« Qu’est-ce que nous sommes forts ! »

Lors du conseil des ministres franco-allemand à Toulon, Emmanuel Macron et Friedrich Merz ont fait de fortes déclarations. Malheureusement loin des réalités...

Le « moteur européen » franco-allemand aurait d'urgence besoin d'un bon mécano... Foto: The White House / Wikimedia Commons / PD

(KL) – Ceux qui suivent les relations franco-allemandes depuis longtemps, avaient un « déjà-vu » lors du conseil des ministres franco-allemand à Toulon. Car Emmanuel Macron et Friedrich Merz ont déclaré la « relance de l’axe Paris-Berlin », mais ce n’est pas la première fois qu’une telle relance a été déclarée, sans que le « moteur européen » ne redémarre. Ces déclarations ressemblent à quelqu’un qui siffle dans la cave parce qu’il a peur des fantômes…

Non seulement que les différences des intérêts entre la France et l’Allemagne sont plus importantes que les points partagés, en plus, il est fort possible que les ministres français qui assistaient à cette réunion, ne soient plus ministre dans une dizaine de jours. A quoi bon d’organiser un conseil de ministres lorsque l’on sait que du côté français, les participants seront tous (sauf un) éjectés le 8 septembre ? Et ainsi, on notait déjà l’absence du Premier Ministre François Bayrou à ce Conseil des Ministres franco-allemand – même si l’Élysée s’est dépêché de déclarer que le Premier Ministre ne participe jamais à ces conseils franco-allemands. Pourtant, comme nous l’apprend le ministère des affaires étrangères, ces conseils des ministres franco-allemands « réunissent le président de la République, le Premier ministre, le Chancelier fédéral d’Allemagne et tout ou partie des ministres français et allemands. ». A croire que le Premier Ministre se trouve déjà sur sa tournée d’adieux à travers les salons d’automne qui ouvrent leurs portes les uns après les autres.

Les déclarations de Macron et de Merz étaient aussi creuses que fortes. Ainsi, le président français (qui semble déjà avoir pris en main les affaires de la politique courante…) a dit « L’évolution du monde montre à quel point il est important que nous, oui, nous, devenons un facteur de puissance dans le monde – économiquement, politiquement et aussi au niveau de la politique de la sécurité ». Le président français est certainement trop jeune pour savoir que jadis, la France et l’Allemagne avaient exactement ce poids-là dans le monde, avant que plusieurs gouvernements aient préféré ruiner les deux pays.

Même son de cloche chez le chancelier allemand : « L’Allemagne et la France jouent un rôle central dans cette Union européenne, sur ce continent européen ». Mais le chancelier allemand est certainement trop jeune pour savoir que l’Union européenne ne joue plus du tout les premiers rôles sur l’échiquier international et que l’Union, sous la direction d’acteurs comme Ursula von der Leyen et d’autres, joue aujourd’hui seulement le rôle du financier des conflits dans le monde, après s’être soumis au président américain.

Les deux pays annoncent vouloir se lancer dans un « dialogue stratégique » concernant la défense, ils veulent coopérer au niveau du développement de nouveaux système de défenses anti-missiles et ils veulent aussi parler aussi de la défense nucléaire. Des annonces qui n’engagent personne à rien, mais qui cachent joliment le vide dans les relations franco-allemandes.

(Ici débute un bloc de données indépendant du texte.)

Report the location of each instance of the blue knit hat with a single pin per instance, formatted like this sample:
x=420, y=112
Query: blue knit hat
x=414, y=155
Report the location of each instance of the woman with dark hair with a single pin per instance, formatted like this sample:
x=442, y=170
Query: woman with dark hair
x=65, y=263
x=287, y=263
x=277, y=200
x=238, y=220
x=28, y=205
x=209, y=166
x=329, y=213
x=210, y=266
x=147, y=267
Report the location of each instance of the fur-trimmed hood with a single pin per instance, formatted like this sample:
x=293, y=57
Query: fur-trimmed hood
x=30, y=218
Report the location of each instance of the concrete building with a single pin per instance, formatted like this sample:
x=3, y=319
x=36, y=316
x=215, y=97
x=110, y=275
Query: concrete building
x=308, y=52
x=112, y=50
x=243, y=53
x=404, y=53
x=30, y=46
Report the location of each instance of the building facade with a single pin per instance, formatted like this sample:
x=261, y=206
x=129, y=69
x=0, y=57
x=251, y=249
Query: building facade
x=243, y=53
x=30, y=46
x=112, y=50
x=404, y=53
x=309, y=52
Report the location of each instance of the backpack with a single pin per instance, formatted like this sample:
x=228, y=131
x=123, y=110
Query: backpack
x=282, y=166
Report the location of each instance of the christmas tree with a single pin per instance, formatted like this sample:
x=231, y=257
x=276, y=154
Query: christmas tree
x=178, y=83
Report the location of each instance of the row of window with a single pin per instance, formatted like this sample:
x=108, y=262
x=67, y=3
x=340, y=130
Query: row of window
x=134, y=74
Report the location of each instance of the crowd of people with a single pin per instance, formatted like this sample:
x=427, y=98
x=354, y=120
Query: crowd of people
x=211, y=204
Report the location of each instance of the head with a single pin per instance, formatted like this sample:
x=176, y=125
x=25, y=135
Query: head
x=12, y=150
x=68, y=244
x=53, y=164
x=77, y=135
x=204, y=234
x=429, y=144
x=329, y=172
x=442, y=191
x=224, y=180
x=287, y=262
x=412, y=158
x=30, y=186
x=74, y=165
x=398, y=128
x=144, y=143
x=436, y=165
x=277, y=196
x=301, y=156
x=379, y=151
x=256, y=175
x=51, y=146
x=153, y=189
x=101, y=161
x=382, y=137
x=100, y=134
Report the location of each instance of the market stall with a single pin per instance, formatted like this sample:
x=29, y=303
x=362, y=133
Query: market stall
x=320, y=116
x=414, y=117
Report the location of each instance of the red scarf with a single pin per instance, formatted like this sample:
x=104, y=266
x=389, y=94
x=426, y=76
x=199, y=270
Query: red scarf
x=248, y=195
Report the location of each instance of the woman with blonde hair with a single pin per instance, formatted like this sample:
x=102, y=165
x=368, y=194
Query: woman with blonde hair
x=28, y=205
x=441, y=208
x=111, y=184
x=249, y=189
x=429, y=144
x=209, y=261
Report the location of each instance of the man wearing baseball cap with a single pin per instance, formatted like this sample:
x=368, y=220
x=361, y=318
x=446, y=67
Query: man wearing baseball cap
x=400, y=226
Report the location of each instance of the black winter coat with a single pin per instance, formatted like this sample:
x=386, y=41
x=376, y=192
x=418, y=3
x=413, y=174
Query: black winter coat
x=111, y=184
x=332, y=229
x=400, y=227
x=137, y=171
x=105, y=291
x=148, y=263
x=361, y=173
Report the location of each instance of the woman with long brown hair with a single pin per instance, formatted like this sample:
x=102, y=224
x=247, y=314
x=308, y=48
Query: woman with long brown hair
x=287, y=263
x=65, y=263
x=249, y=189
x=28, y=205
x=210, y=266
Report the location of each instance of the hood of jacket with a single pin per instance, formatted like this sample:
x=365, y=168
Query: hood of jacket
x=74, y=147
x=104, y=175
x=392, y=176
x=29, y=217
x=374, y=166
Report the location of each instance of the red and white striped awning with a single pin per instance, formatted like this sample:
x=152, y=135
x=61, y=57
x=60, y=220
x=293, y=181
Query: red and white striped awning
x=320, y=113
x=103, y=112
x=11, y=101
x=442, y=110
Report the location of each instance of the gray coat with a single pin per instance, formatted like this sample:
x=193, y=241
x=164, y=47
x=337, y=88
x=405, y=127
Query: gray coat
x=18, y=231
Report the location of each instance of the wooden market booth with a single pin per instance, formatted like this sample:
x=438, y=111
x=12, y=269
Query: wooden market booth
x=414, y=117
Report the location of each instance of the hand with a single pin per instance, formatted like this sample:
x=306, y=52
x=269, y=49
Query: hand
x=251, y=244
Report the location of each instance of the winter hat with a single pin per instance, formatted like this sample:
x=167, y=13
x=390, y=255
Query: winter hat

Après les points « positifs », regardons les points divergents. Et ils sont nombreux. Concernant la question de l’endettement, les deux pays ne sont pas du tout sur la même ligne, la France aimerait bien laisser l’Europe assumer son surendettement, l’Allemagne est contre. Concernant le nucléaire, le chancelier allemand a fait un geste pour Emmanuel Macron, en déclarant le nucléaire « source d’énergie à faible émissions » – une décision solitaire que le chancelier se prendra dans la figure dès son retour à Berlin. Concernant le traité sur les libres échanges entre l’Amérique du Sud et l’Europe, le Mercosur, les positions françaises et allemandes sont également incompatibles – les Allemands sont pour, les Français contre. Concernant la reconnaissance d’un état palestinien, la France va procéder, l’Allemagne non. Et la liste des points qui séparent les deux composantes du « moteur européen » pourrait être prolongée.

Donc, des déclarations fortes des deux dirigeants français et allemand qui se veulent fortes, mais qui ne trompent plus personne. La France se trouve dans un crise politique et économique, l’Allemagne se trouve également sur une pente raide et rouler les mécaniques ne résoudra rien, ni en France, ni en Allemagne. Force est de constater que le « franco-allemand » est aujourd’hui inexistant, sauf là où les gens se rencontrent et travaillent ensemble – dans les bassins frontaliers. Mais ces régions frontalières ne comptent ni à Paris, ni à Berlin. Aussi triste que ce soit – le « moteur européen » est toujours au point mort.